Methods: We recruited 31 patients for this randomized, prospective trial. Inclusion criteria required the presence of skin changes or ulceration (CEAP 4, 5, 6), and duplex ultrasound scanning (reflux or scarring) and air plethysmographic (APG) evidence of CVI. Subjects were randomized into control (n = 13) and therapy (n = 18) groups. Class II (30-40 mm Hg) compression hosiery was given to all. The experimental group received physical therapy designed specifically to strengthen calf musculature. Dynamic strength and power were measured with a Biodex II dynamometer (Biodex Medical Systems, Shirley, NY) at slow and fast speeds. Reflux (venous filling index) and calf pump function (ejection fraction, residual volume fraction) were measured with APG. Quality-of-life questionnaires and venous severity scores were also administered. Outcomes were compared 6 months after initiation of exercise. Probability of treatment effect was tested with univariate analysis of variance, with control for baseline values.
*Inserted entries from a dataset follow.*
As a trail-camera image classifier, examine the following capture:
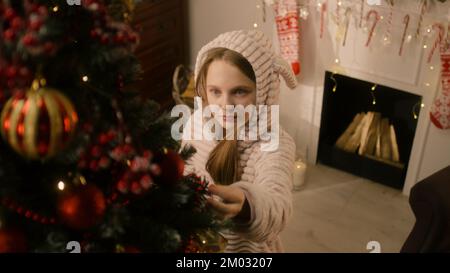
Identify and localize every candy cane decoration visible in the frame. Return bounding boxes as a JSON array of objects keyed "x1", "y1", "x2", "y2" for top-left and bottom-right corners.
[
  {"x1": 398, "y1": 14, "x2": 410, "y2": 56},
  {"x1": 342, "y1": 7, "x2": 352, "y2": 46},
  {"x1": 336, "y1": 0, "x2": 341, "y2": 26},
  {"x1": 416, "y1": 0, "x2": 428, "y2": 38},
  {"x1": 428, "y1": 23, "x2": 445, "y2": 63},
  {"x1": 366, "y1": 10, "x2": 380, "y2": 47},
  {"x1": 359, "y1": 0, "x2": 366, "y2": 28},
  {"x1": 384, "y1": 0, "x2": 394, "y2": 41},
  {"x1": 320, "y1": 3, "x2": 327, "y2": 39}
]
Results: Demographic variables and medical comorbidities were not different between groups. After 6 months of intervention, indicators of calf pump function returned to a normal range in the therapy (experimental) group. Mean residual volume fraction was improved in the exercise group (-8.75 +/- 4.6 vs 3.4 +/- 2.9 in the control group; P <.029). Mean ejection fraction was increased in the exercise group (3.48 +/- 2.7 vs -1.4 +/- 2.1 in the control group; P <.026). Reflux, while substantially greater than the normal value of 2.0 mL/s in both groups, was unchanged. The exercise regimen improved isokinetic peak torque/body weight at both slow speed (3.1 +/- 1.4 in the therapy group vs -1.0 +/- 1.1 in the control group; P <.05) and fast speed (2.8 +/- 0.9 in the therapy group vs - 0.3 +/- 0.6 in the control group; P <.03). No changes were observed in quality-of-life or severity scores.
Conclusions: Calf muscle pump function and dynamic calf muscle strength were improved after a 6-month program of structured exercise. Directed physical conditioning of the calf musculature may prove beneficial for patients with or without alternative management options for severe CVI. Further research on exercise for patients with CVI is warranted.